Je kocht dus iets bij een kruidenier en die knipte dan uit jouw bonboekje het vereiste aantal bonnen.  Waren de bonnen op dan kon je in die bepaalde periode niets meer kopen, en moest je wachten tot er een nieuwe bonkaart kwam.

Wat gebeurde er in Anderen, en waarom schreef de Landbouwvereniging deze brief?

Reinder Lesschen, boer en winkelier van Hagenend 2, waar destijds de winkel was gevestigd, had blijkbaar een niet bij name genoemde niet-inwoner van het dorp iets verkocht.  En vermoedelijk had hij daarvoor niet het vereiste aantal bonnen ontvangen.  Hij verdiende in ieder geval niets aan de verkoop.

De straf voor Lesschen was zwaar, zijn vergunning zou worden ingetrokken, de winkel moest dicht.  Maar omdat hij de enige winkelier in Anderen was zouden ook de inwoners van Anderen erg gestraft worden.

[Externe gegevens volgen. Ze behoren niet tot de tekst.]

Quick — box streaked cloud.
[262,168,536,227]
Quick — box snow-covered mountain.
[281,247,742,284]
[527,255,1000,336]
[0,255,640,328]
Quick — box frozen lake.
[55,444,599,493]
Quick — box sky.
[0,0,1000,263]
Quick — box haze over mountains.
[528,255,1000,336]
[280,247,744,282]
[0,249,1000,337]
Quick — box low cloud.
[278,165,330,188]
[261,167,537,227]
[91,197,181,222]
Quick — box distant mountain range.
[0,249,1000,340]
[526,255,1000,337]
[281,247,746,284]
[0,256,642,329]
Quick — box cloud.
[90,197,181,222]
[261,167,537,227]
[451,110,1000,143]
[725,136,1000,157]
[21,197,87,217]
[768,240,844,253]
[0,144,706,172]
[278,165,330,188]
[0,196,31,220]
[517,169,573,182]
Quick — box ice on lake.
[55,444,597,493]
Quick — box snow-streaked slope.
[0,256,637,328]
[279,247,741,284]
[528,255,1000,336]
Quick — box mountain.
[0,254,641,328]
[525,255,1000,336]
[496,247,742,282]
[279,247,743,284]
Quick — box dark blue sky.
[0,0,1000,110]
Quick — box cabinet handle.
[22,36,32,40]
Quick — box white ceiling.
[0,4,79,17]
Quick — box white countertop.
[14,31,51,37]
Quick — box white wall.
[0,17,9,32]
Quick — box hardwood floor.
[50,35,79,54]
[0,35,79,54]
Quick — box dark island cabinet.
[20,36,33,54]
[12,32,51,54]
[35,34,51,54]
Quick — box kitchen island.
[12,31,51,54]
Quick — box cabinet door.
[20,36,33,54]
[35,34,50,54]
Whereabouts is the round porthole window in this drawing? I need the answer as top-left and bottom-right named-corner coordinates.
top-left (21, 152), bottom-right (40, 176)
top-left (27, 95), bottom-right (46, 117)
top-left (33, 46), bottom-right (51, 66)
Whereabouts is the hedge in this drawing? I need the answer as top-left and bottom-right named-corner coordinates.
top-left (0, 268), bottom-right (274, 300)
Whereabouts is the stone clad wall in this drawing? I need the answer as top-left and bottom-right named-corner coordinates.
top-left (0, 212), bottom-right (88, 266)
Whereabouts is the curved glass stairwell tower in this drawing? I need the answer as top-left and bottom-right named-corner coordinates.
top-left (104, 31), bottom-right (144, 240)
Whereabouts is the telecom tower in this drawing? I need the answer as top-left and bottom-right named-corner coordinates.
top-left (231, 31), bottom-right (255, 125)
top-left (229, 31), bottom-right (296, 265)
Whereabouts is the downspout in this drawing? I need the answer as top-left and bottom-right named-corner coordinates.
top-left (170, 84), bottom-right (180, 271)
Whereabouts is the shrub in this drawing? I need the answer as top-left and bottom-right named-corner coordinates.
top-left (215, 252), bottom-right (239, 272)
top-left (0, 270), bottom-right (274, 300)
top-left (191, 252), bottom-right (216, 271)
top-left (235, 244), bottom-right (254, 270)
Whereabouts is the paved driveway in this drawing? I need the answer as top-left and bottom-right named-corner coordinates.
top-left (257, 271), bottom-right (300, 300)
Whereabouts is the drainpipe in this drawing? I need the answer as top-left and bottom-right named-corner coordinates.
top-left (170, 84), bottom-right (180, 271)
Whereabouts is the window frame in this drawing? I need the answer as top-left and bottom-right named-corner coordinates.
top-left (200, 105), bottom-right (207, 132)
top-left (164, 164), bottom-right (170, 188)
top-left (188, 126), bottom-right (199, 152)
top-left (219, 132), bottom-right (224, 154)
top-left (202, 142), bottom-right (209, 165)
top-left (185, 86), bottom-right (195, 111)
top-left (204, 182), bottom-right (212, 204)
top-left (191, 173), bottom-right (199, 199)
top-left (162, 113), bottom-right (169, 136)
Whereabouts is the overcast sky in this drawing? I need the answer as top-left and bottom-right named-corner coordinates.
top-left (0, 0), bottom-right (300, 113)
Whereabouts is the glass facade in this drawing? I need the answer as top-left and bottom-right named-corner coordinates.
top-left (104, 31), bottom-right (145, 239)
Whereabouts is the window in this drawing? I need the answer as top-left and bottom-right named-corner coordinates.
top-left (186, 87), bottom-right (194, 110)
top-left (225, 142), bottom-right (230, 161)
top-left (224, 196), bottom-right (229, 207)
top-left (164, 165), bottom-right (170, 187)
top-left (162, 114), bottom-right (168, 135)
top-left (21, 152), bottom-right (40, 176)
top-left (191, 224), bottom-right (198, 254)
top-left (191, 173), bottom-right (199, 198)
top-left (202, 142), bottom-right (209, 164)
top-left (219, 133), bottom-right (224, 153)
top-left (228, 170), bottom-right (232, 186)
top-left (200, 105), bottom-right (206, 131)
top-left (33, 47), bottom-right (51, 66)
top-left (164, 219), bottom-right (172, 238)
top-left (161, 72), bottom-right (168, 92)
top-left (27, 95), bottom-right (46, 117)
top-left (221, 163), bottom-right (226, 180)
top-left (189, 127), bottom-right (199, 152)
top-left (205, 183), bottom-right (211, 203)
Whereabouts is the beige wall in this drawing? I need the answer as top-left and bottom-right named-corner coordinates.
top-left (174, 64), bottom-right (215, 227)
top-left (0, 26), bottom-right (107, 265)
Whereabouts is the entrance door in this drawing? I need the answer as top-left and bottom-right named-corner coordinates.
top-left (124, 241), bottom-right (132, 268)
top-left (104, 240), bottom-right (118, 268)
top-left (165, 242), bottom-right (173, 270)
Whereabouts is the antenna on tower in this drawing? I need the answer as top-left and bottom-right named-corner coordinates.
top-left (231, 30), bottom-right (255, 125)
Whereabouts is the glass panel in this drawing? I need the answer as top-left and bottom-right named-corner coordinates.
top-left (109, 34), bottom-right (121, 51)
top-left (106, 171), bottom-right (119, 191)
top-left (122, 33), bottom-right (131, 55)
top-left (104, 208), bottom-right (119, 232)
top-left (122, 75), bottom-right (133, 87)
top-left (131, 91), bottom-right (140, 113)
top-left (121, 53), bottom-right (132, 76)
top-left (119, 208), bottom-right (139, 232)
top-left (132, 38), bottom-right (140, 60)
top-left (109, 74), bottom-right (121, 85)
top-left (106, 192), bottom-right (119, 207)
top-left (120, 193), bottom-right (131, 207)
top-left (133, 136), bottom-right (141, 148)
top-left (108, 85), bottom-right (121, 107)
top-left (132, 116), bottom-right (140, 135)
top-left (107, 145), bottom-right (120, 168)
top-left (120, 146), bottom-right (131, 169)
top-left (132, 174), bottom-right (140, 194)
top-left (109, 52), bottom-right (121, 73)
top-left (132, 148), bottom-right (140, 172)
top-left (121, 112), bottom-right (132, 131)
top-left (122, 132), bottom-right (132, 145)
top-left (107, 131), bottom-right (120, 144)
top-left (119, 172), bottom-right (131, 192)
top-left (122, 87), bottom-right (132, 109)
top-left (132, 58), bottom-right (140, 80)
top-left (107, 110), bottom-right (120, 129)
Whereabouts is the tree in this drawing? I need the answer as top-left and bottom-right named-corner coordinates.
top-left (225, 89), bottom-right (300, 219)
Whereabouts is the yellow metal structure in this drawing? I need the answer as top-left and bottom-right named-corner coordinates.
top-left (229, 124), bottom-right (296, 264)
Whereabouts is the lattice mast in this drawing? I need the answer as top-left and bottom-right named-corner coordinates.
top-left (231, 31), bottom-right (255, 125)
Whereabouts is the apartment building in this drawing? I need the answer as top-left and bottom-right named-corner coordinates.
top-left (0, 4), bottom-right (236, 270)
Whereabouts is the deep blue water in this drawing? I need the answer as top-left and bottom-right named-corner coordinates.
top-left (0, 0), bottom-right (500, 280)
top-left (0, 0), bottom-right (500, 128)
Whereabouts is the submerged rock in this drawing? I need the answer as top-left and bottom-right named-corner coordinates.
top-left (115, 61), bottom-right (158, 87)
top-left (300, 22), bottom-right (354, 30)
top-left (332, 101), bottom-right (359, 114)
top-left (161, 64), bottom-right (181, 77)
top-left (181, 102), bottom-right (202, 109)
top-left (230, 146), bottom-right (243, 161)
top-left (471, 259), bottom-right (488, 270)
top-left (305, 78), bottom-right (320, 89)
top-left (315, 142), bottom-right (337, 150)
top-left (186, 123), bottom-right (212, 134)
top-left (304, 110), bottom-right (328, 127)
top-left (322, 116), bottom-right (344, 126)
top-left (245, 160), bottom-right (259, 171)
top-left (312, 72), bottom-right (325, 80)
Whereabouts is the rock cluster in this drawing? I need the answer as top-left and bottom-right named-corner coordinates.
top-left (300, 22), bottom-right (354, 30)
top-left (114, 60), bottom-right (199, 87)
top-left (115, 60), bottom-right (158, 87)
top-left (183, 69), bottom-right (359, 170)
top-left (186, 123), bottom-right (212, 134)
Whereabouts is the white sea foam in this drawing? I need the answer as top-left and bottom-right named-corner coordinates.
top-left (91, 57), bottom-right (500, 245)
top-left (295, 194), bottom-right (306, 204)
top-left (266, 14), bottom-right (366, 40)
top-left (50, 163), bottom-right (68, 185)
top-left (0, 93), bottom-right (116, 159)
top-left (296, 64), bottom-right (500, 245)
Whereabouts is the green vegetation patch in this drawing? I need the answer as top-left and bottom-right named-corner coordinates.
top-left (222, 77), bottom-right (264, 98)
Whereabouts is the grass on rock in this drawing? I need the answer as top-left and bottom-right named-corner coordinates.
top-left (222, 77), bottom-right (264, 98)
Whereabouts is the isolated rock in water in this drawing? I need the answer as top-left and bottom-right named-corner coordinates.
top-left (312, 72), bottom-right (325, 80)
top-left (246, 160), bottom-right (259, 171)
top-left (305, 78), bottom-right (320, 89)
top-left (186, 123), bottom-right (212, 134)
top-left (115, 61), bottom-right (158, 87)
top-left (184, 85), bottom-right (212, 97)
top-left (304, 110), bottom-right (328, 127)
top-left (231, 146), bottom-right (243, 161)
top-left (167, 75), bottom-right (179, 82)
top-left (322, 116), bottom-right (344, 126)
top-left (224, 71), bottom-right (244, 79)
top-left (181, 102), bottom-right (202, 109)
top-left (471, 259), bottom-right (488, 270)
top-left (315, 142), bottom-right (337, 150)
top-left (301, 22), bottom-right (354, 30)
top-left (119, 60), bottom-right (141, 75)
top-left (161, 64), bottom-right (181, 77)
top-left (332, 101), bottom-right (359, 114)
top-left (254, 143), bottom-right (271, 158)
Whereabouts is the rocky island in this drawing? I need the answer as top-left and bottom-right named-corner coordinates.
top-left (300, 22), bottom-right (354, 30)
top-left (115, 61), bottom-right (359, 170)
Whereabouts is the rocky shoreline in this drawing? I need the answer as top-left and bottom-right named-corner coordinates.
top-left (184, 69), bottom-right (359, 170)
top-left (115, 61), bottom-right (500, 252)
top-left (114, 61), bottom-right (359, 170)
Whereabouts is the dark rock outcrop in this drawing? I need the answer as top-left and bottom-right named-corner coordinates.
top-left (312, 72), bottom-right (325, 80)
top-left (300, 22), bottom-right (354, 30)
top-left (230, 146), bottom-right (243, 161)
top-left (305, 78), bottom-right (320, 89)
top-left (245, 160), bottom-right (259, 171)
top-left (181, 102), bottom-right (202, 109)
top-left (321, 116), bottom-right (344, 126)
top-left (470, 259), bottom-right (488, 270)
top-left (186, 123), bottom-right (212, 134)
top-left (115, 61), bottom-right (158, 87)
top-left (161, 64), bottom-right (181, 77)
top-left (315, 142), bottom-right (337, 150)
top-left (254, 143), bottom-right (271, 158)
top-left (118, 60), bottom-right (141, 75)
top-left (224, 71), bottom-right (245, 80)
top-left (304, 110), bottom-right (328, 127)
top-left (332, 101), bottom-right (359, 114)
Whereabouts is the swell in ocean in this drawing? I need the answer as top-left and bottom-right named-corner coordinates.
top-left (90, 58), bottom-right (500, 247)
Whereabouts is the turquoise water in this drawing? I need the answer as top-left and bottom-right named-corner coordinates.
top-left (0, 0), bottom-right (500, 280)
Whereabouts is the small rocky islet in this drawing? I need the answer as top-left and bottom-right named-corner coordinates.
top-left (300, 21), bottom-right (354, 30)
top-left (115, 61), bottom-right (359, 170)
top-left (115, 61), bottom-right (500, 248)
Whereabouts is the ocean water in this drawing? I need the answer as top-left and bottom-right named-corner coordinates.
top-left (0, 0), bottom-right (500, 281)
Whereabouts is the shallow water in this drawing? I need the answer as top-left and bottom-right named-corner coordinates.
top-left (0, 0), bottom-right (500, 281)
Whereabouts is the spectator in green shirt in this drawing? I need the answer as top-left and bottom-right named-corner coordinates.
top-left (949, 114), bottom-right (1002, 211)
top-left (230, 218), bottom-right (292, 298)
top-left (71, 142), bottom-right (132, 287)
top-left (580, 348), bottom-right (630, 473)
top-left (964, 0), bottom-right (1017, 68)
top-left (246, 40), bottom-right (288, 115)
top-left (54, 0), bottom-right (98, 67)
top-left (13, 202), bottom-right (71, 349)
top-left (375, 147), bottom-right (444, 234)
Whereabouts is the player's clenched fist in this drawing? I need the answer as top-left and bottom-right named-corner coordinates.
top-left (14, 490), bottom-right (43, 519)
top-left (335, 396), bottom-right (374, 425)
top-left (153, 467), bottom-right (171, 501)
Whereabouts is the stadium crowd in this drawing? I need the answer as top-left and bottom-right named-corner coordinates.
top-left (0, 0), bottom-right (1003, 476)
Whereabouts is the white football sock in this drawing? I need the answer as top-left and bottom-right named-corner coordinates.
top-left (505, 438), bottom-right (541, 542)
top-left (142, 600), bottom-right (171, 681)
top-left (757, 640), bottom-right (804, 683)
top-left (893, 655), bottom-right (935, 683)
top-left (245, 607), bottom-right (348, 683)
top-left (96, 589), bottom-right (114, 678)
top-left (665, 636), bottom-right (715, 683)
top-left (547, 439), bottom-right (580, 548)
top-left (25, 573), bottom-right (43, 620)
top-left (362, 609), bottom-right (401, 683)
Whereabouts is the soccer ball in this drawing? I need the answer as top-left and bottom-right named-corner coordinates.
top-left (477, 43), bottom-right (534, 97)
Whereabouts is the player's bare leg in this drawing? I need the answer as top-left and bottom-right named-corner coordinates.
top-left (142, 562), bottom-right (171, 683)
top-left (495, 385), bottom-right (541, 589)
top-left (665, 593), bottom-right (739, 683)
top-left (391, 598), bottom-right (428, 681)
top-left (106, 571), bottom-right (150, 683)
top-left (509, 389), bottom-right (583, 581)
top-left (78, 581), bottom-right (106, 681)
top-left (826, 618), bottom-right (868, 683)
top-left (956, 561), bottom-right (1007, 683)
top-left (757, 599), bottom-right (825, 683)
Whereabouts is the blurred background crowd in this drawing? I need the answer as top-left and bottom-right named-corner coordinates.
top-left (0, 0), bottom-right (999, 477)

Het bestuur van de Landbouwvereniging werd daarom ingeschakeld om de burgemeester van dit dreigende probleem op de hoogte te stellen.

Voor zover wij weten is daarna de zaak in het voordeel van Lesschen geschikt want de winkel bleef bestaan.

De Landbouwvereniging werd ingeschakeld omdat die veruit het grootste aantal leden had  (er bestond toen nog geen Commissie Dorpsbelangen.)  Voorzitter Geert Wolting was boer op ’t Loeg 25 en secretaris Jurjen Burema was het hoofd der school.  En van een schoolmeester mocht je verwachten dat hij de notulen en het schrijven van brieven op een goede manier kon verrichten. Dat heeft hij tientallen jaren lang gedaan.

Er is slechts weinig van de winkel uit die tijd bekend. De winkel werd ergens tussen 1907 en 1917 opgericht omdat twee zonen van Reinder, Hendrik en Albert, ‘gebrekkig waren’ en geen zware landbouw-werkzaamheden konden doen.  Hendrik was de winkelier en Albert de hulp.

Er konden eikels bij de winkel worden ingeleverd tegen een vergoeding van 10 cent per spint (± 5 liter) of desnoods in ruil voor een paar klompen.  De eikels werden dan weer verkocht als zaaigoed of als veevoer. 

In 1932 werd de winkel verplaatst naar ’t Loeg 3.  In 1969 werd de deur van de winkel voorgoed gesloten.